Australian customs officers intercepted the vessel 12nm north of Ashmore Island and took them to Christmas Island in November, 2010.
But the immigration facility was nearing capacity and 87 men, mostly Afghanis, were transferred to the Scherger air force base near Weipa in north-western Queensland.
Other detainees described him as quiet, shy and polite; always respectful.
No one knew of anyone who had a problem with him or might have a motive to harm him.
The few friends he made expressed surprise and shock when they discovered he had taken his own life.
State Coroner Michael Barnes, in his inquest findings handed down on Monday, said Meqdad's death was a devastating blow to his family and he was "very much missed".
He concluded Meqdad died by hanging himself with bed sheets from the rail of his bunk bed on March 17, 2011, and no other person contributed to his death.
Mr Barnes said Meqdad could not have known he was denied refugee status in Canberra the day before because his case manager did not know and he would be the first informed.
He said assessments about Meqdad's likelihood of self-harm relied on his own admissions but cuts to his arm should have resulted in detailed notes for not taking the matter further.
But Mr Barnes said there was nothing about Meqdad's demeanour or behaviour which warranted concern at the detention centre.

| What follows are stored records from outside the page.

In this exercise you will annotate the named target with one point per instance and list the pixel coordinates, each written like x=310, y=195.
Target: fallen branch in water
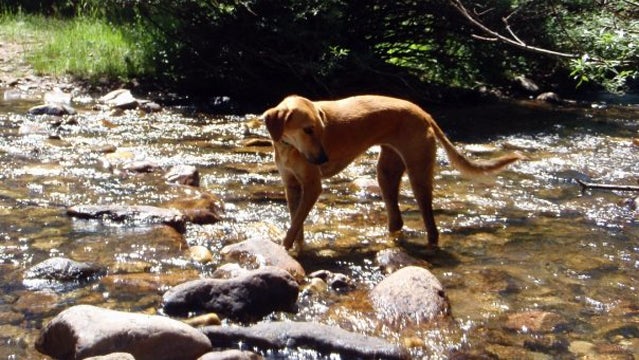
x=585, y=185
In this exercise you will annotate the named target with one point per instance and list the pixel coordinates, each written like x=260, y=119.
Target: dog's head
x=298, y=122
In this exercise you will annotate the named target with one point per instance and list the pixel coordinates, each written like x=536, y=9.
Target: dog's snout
x=320, y=159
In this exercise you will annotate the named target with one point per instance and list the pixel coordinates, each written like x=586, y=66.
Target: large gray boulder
x=247, y=297
x=83, y=331
x=322, y=338
x=409, y=295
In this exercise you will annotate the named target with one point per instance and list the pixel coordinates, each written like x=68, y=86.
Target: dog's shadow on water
x=366, y=255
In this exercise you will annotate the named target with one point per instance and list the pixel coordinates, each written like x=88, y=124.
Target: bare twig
x=586, y=185
x=513, y=40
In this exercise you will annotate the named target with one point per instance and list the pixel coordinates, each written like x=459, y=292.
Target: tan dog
x=318, y=139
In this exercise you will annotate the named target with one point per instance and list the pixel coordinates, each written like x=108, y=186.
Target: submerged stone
x=411, y=294
x=255, y=253
x=83, y=331
x=58, y=269
x=247, y=297
x=130, y=213
x=52, y=109
x=322, y=338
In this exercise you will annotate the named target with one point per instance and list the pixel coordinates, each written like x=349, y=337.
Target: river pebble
x=255, y=253
x=130, y=213
x=293, y=335
x=411, y=294
x=63, y=269
x=247, y=297
x=84, y=330
x=230, y=355
x=184, y=175
x=391, y=260
x=202, y=209
x=534, y=321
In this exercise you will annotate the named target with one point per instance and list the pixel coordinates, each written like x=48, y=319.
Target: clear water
x=531, y=240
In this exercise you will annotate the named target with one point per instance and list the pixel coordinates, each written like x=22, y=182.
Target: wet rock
x=59, y=269
x=52, y=109
x=141, y=214
x=105, y=148
x=257, y=142
x=112, y=356
x=581, y=348
x=255, y=253
x=203, y=320
x=40, y=303
x=146, y=282
x=549, y=97
x=247, y=297
x=231, y=355
x=534, y=321
x=202, y=209
x=391, y=260
x=293, y=335
x=30, y=128
x=366, y=185
x=200, y=254
x=526, y=84
x=410, y=294
x=143, y=166
x=149, y=106
x=228, y=271
x=121, y=99
x=336, y=281
x=57, y=96
x=184, y=175
x=84, y=330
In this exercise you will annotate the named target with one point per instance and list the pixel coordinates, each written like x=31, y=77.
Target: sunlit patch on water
x=530, y=240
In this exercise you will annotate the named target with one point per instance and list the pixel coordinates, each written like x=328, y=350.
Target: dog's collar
x=285, y=143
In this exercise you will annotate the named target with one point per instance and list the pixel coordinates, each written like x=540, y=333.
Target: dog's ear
x=275, y=119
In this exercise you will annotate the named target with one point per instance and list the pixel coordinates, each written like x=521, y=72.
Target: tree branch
x=513, y=40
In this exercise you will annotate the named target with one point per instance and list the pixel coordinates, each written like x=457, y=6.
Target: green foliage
x=87, y=47
x=263, y=49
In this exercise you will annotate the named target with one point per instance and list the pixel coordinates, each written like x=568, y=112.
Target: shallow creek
x=530, y=240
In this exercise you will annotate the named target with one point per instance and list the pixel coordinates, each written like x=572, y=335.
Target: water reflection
x=529, y=241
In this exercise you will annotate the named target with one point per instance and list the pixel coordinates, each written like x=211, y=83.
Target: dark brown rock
x=294, y=335
x=247, y=297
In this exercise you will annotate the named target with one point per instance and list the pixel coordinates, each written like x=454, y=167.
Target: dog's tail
x=470, y=168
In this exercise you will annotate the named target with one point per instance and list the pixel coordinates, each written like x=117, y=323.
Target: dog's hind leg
x=421, y=167
x=390, y=168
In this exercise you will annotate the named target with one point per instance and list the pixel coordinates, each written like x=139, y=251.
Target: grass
x=84, y=47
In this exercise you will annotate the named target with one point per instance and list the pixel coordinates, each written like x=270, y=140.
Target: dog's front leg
x=300, y=201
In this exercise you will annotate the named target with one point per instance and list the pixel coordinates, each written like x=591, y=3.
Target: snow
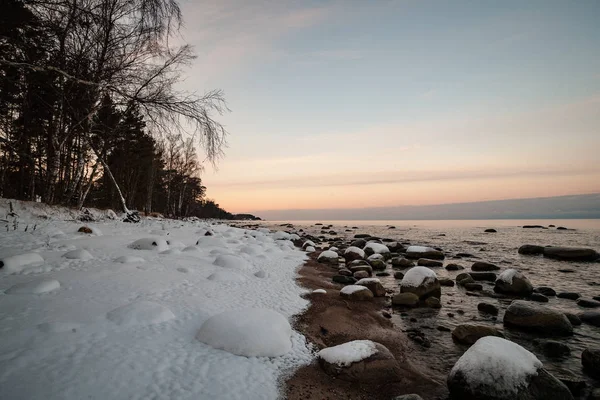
x=253, y=332
x=416, y=276
x=34, y=287
x=348, y=353
x=95, y=337
x=497, y=363
x=508, y=275
x=352, y=289
x=17, y=263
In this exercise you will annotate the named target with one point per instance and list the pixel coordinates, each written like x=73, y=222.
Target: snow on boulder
x=231, y=261
x=226, y=276
x=253, y=332
x=16, y=264
x=498, y=369
x=129, y=259
x=150, y=244
x=140, y=313
x=34, y=287
x=79, y=254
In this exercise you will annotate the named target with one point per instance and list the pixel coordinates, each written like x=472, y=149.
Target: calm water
x=499, y=248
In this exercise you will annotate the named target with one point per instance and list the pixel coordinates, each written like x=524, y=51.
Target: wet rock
x=488, y=308
x=571, y=253
x=454, y=267
x=481, y=266
x=552, y=348
x=530, y=316
x=530, y=249
x=470, y=333
x=590, y=358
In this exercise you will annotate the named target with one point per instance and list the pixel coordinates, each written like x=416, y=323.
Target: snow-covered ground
x=97, y=317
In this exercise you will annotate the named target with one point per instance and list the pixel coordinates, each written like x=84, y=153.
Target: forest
x=92, y=113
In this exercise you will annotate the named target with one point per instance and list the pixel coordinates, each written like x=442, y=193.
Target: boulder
x=571, y=253
x=534, y=317
x=470, y=333
x=513, y=282
x=497, y=369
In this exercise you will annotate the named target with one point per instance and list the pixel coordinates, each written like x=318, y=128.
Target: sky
x=353, y=104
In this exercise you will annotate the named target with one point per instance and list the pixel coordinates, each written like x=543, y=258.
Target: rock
x=530, y=249
x=356, y=293
x=590, y=358
x=552, y=348
x=588, y=303
x=530, y=316
x=401, y=262
x=405, y=299
x=488, y=308
x=571, y=253
x=513, y=282
x=481, y=266
x=568, y=295
x=345, y=280
x=497, y=369
x=591, y=317
x=379, y=366
x=545, y=290
x=454, y=267
x=470, y=333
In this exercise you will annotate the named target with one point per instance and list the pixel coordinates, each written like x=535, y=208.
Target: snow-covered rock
x=498, y=369
x=34, y=287
x=254, y=332
x=141, y=312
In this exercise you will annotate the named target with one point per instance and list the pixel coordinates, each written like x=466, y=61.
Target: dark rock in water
x=568, y=295
x=477, y=375
x=345, y=280
x=530, y=249
x=424, y=262
x=483, y=276
x=540, y=298
x=454, y=267
x=530, y=316
x=588, y=303
x=571, y=253
x=590, y=358
x=546, y=291
x=488, y=308
x=481, y=266
x=552, y=348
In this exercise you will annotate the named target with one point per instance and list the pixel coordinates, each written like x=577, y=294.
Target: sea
x=500, y=248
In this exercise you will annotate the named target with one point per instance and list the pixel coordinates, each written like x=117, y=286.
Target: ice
x=416, y=276
x=348, y=353
x=497, y=363
x=251, y=332
x=34, y=287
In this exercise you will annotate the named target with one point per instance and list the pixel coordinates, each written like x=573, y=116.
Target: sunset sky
x=348, y=104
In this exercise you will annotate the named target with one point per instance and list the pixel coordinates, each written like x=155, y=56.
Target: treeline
x=90, y=111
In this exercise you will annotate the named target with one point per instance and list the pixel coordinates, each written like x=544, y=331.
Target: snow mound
x=150, y=244
x=15, y=264
x=508, y=275
x=34, y=287
x=497, y=363
x=79, y=254
x=140, y=313
x=416, y=276
x=231, y=261
x=253, y=332
x=348, y=353
x=353, y=289
x=226, y=276
x=129, y=259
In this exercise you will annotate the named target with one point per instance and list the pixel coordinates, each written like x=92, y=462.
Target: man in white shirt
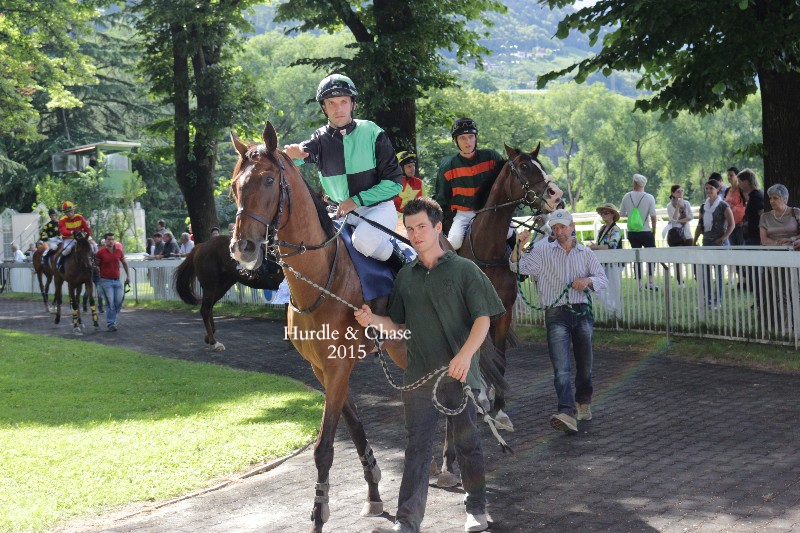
x=641, y=237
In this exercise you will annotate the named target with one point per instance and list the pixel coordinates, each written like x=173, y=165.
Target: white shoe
x=476, y=522
x=501, y=421
x=447, y=479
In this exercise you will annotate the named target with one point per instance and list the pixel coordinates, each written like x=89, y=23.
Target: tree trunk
x=400, y=124
x=780, y=125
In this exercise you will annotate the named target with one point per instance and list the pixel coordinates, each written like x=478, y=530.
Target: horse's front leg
x=336, y=391
x=75, y=301
x=95, y=322
x=373, y=506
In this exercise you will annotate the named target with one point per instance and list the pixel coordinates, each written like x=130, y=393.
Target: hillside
x=522, y=45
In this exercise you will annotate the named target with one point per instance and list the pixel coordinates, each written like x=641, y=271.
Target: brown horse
x=44, y=270
x=276, y=207
x=211, y=264
x=521, y=181
x=77, y=274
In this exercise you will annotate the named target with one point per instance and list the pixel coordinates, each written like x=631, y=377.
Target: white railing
x=753, y=293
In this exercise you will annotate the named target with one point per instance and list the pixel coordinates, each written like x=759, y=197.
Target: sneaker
x=476, y=522
x=447, y=480
x=501, y=421
x=398, y=527
x=564, y=422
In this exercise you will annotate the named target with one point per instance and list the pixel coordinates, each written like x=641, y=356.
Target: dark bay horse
x=77, y=274
x=276, y=207
x=44, y=269
x=210, y=263
x=521, y=181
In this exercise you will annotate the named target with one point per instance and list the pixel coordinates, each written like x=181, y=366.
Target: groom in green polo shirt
x=446, y=303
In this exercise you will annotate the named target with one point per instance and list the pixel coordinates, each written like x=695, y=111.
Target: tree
x=188, y=59
x=40, y=56
x=398, y=48
x=700, y=57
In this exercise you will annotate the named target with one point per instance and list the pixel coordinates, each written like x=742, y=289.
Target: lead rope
x=441, y=372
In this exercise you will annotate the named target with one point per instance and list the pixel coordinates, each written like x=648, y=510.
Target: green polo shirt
x=438, y=307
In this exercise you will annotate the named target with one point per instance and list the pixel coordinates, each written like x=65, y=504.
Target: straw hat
x=609, y=207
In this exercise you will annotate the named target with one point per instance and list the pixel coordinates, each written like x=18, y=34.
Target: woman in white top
x=678, y=232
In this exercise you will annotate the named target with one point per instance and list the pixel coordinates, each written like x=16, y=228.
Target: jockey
x=461, y=175
x=357, y=166
x=67, y=226
x=412, y=185
x=50, y=234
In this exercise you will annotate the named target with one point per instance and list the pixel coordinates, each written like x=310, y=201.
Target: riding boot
x=396, y=261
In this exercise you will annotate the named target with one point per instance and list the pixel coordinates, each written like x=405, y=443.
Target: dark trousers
x=642, y=239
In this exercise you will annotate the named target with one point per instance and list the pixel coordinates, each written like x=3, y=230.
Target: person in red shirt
x=67, y=226
x=108, y=259
x=412, y=185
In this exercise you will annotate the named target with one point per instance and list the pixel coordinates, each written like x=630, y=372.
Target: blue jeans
x=563, y=326
x=713, y=298
x=421, y=421
x=112, y=292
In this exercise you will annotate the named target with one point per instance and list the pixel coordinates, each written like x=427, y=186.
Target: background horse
x=44, y=269
x=521, y=181
x=275, y=204
x=210, y=263
x=77, y=274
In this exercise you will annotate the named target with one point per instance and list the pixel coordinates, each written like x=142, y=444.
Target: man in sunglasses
x=357, y=167
x=108, y=259
x=461, y=176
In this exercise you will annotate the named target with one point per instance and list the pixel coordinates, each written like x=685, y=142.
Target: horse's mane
x=483, y=192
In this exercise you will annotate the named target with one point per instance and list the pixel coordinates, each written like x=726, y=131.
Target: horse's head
x=260, y=191
x=531, y=183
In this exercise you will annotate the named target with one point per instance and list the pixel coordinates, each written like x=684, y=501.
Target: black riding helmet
x=336, y=85
x=464, y=125
x=404, y=158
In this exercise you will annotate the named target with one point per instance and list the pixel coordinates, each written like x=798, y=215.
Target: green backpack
x=635, y=222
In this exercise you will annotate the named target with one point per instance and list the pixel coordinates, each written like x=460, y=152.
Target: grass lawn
x=85, y=428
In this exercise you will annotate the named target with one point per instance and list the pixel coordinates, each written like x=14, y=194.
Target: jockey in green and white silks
x=357, y=166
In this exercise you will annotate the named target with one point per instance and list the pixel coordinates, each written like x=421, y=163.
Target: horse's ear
x=239, y=145
x=512, y=152
x=270, y=137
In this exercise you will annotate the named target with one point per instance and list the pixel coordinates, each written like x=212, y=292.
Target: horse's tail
x=185, y=277
x=490, y=371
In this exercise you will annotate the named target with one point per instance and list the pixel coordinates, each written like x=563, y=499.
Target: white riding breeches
x=369, y=240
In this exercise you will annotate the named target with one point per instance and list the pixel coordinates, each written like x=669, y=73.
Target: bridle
x=529, y=198
x=273, y=244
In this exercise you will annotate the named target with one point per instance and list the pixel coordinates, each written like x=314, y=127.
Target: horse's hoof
x=372, y=509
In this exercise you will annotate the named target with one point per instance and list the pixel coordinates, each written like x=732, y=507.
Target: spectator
x=470, y=302
x=169, y=248
x=461, y=175
x=715, y=225
x=186, y=244
x=782, y=224
x=610, y=238
x=679, y=233
x=565, y=263
x=412, y=185
x=735, y=198
x=640, y=207
x=161, y=226
x=108, y=259
x=19, y=257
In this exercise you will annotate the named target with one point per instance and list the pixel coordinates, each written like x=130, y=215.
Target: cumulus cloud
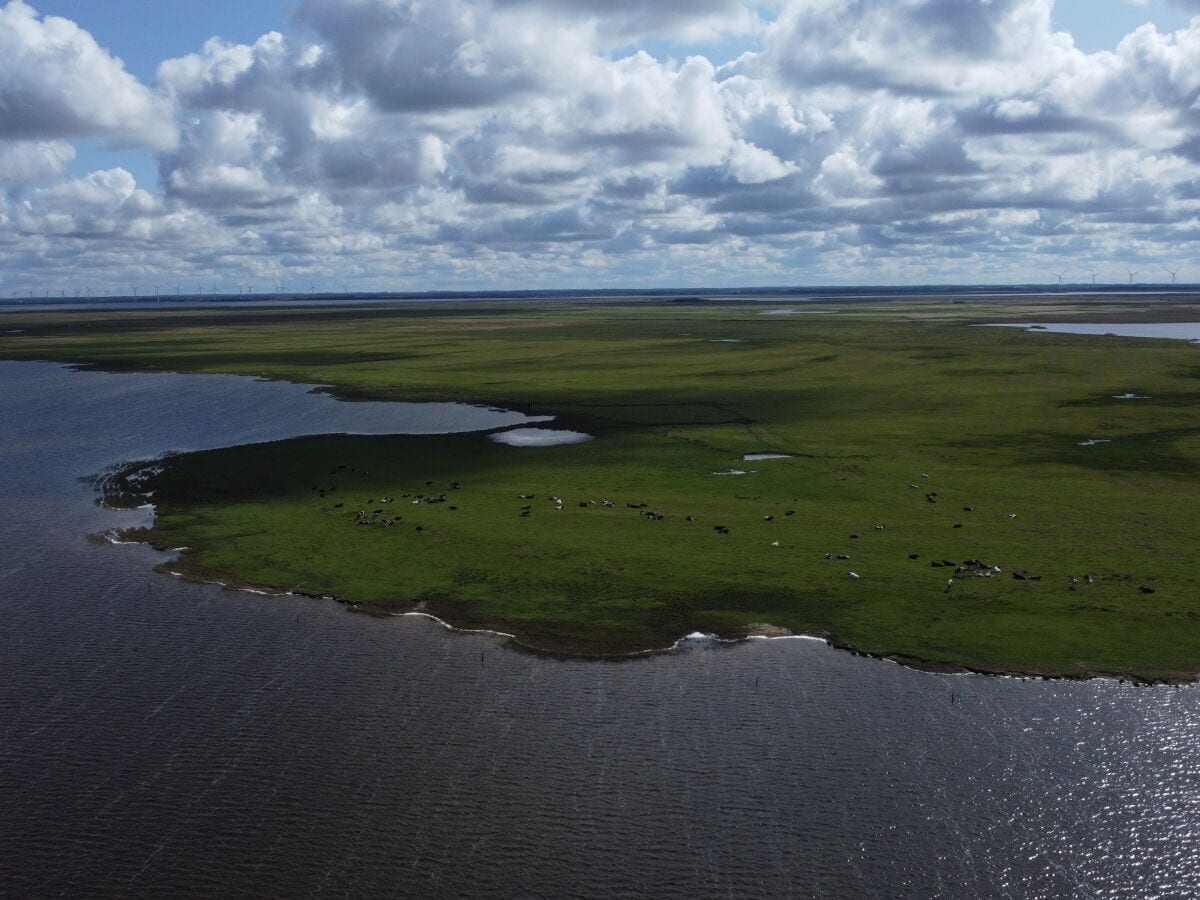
x=413, y=143
x=57, y=82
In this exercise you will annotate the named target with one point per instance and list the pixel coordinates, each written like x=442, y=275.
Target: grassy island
x=915, y=450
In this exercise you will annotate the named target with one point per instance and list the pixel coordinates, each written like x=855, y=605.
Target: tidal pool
x=539, y=437
x=1174, y=330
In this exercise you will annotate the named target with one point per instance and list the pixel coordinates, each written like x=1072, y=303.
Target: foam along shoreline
x=694, y=640
x=539, y=437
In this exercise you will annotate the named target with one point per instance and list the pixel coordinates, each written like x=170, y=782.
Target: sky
x=507, y=144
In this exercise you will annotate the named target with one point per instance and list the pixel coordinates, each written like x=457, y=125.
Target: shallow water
x=539, y=437
x=1175, y=330
x=162, y=738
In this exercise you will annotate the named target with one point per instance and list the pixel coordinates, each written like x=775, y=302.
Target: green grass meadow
x=877, y=406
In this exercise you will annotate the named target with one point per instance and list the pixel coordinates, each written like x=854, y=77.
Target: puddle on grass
x=1174, y=330
x=539, y=437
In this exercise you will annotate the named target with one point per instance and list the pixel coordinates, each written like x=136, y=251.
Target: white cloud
x=57, y=82
x=413, y=143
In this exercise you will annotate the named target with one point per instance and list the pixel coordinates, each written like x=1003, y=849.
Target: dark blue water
x=162, y=738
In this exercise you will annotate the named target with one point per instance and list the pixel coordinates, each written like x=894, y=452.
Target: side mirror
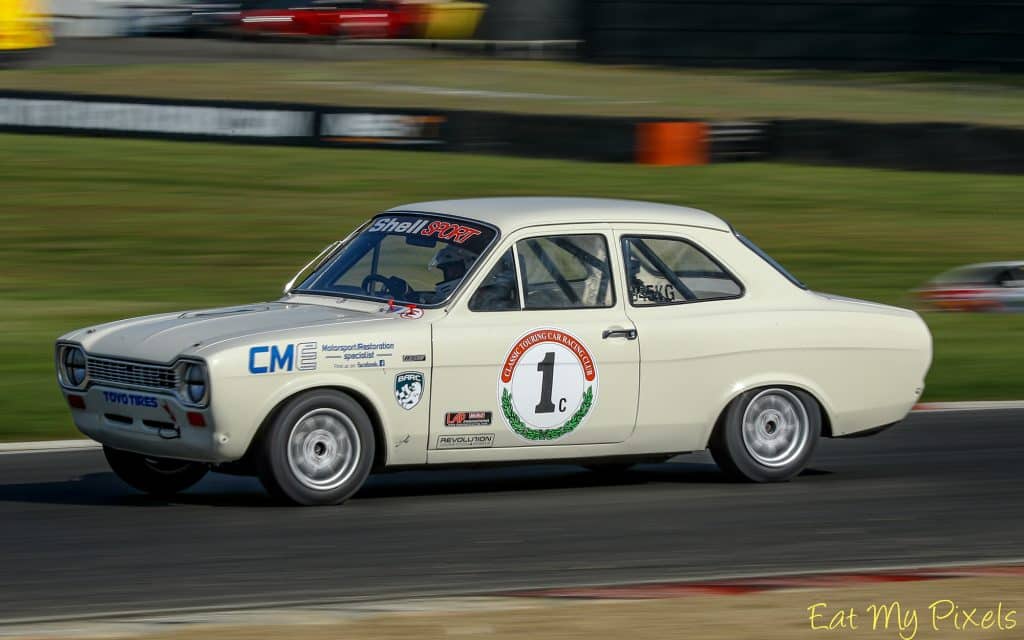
x=312, y=265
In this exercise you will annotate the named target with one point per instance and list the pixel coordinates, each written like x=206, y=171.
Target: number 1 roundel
x=547, y=385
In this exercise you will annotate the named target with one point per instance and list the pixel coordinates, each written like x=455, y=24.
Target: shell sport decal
x=547, y=385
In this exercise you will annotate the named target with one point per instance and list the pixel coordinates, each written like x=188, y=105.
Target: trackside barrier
x=911, y=145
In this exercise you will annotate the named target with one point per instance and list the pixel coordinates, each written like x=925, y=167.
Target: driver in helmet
x=454, y=263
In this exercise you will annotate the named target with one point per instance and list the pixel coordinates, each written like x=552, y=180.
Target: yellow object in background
x=24, y=26
x=453, y=20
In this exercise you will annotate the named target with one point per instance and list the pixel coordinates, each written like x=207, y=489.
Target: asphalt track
x=941, y=487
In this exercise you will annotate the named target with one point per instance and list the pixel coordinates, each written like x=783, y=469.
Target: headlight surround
x=73, y=368
x=194, y=385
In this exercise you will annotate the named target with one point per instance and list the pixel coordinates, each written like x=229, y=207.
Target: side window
x=669, y=270
x=499, y=292
x=565, y=271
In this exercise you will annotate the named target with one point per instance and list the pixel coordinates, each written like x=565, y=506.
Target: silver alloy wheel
x=323, y=449
x=776, y=428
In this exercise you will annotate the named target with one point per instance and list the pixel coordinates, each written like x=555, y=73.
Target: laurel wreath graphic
x=545, y=434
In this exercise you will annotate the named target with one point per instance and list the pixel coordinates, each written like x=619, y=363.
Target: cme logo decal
x=130, y=399
x=409, y=389
x=547, y=385
x=271, y=358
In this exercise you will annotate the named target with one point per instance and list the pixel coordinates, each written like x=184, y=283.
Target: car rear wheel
x=767, y=435
x=158, y=476
x=318, y=450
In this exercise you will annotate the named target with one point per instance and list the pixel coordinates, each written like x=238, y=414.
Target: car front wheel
x=767, y=435
x=318, y=450
x=158, y=476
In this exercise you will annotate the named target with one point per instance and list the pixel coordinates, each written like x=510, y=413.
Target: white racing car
x=495, y=331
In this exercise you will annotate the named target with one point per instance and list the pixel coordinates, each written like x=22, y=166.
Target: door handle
x=629, y=334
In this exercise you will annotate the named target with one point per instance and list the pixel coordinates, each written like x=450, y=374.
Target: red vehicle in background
x=330, y=18
x=988, y=287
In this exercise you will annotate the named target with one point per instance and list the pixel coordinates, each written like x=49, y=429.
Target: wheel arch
x=380, y=439
x=810, y=389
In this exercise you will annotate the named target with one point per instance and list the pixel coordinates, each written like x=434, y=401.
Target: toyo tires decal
x=547, y=385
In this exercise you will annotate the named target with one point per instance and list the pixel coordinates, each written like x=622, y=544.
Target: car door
x=683, y=301
x=538, y=352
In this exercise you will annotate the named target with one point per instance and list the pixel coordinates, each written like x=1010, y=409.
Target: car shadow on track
x=104, y=488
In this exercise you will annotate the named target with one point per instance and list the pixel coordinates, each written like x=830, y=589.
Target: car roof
x=509, y=214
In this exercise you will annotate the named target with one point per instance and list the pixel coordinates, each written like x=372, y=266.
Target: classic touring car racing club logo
x=547, y=385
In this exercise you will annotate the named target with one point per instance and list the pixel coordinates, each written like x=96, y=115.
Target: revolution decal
x=475, y=440
x=409, y=389
x=547, y=385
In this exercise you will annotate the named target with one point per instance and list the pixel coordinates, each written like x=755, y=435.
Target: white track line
x=425, y=599
x=83, y=444
x=48, y=446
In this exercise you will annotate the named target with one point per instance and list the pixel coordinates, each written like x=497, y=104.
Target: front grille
x=131, y=374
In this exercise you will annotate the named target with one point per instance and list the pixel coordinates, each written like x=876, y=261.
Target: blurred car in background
x=24, y=28
x=986, y=287
x=169, y=17
x=330, y=18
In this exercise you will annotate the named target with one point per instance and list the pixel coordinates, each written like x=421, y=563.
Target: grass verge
x=97, y=229
x=552, y=87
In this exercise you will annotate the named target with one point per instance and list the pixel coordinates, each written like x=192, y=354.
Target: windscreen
x=410, y=258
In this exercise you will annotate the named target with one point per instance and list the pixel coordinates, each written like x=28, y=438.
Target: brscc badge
x=548, y=385
x=409, y=388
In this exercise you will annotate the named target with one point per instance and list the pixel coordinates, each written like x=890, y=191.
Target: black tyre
x=767, y=434
x=158, y=476
x=318, y=450
x=609, y=468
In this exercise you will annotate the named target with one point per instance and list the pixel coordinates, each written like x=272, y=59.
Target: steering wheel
x=395, y=287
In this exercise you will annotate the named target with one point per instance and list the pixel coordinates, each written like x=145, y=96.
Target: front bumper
x=147, y=423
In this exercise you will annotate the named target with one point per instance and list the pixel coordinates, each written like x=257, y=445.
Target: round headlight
x=195, y=383
x=74, y=366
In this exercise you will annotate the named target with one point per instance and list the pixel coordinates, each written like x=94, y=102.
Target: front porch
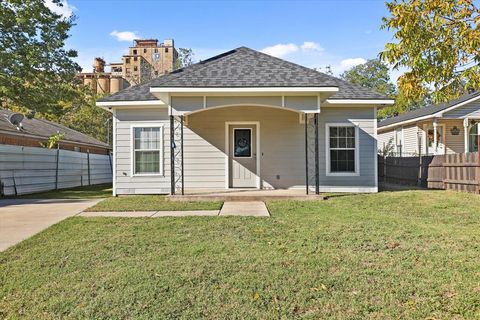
x=245, y=195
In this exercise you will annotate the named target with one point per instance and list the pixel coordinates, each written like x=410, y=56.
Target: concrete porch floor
x=244, y=195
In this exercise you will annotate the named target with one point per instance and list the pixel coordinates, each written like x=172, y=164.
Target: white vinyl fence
x=26, y=170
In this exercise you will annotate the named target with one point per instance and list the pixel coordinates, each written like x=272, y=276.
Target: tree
x=185, y=58
x=438, y=42
x=36, y=71
x=373, y=74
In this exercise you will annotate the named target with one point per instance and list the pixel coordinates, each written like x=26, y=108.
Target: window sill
x=147, y=175
x=342, y=174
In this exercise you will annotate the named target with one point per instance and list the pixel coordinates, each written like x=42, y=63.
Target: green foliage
x=36, y=71
x=185, y=57
x=53, y=140
x=438, y=42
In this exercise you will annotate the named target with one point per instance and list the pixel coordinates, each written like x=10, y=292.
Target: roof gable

"His death at his own hand was a surprise to everyone there and was not reasonably foreseeable," he said.
Mr Barnes said the Australian immigration department had recognised detainees were a "vulnerable population" and the ad hoc immigration processing system exacerbated the risks.
He said the government was already implementing recommendations from a 2011 inquiry and he would not make further suggestions.